"Good!" he replied. And he went on. "I am putting this in the very simplest possible language. I want you to see the broadest, barest, simplest outlines. Do you know anything of the human mind? What should you say hypnotism was, for instance, in ordinary words?"
"Surely," she replied, "it is the power of one brain acting upon another."
"Exactly," he said, "and in what way? How is a brain, not physically touching another brain, able to influence it?"
"By magnetism," she replied, "by"—she hesitated for a word—"by a sort of current passing from one brain to another."
He held out both his hands in front of him. They were clasped, and she saw that his wrists were shaking. He was terribly excited.

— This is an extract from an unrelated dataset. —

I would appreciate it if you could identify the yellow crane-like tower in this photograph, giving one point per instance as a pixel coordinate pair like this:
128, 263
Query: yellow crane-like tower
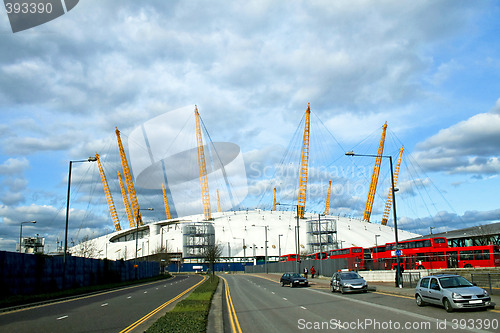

"Yes," he went on, his voice dropping lower and lower and becoming even more intense, "you have said exactly the truth. The brain is a marvellous instrument, a sensitive instrument, an electric instrument which is constantly giving out strange, subtle, and hitherto uninvestigated currents. It is like the transmitter at the top of Signor Marconi's wireless telegraphy station. Something unseen goes out into the air, and far away over the Mother of Oceans something answers to its influence. That is exactly what happens with the human brain. Countless experiments have proved it, the scientists of the world are agreed."
"Then——?" she said.
"Supposing I had discovered how to collect these rays or vibrations, for that is the better word, these delicate vibrations which come from the human brain?"
"I think I begin to see," Marjorie said slowly, painfully, as if the words were forced from her and she spoke them under great emotion. "I think I begin to see a little light."
"Ah," he answered, "you are always above ordinary women. There is no one in the world like you. Your brain is keen, subtle, strong. You were destined for me from the first."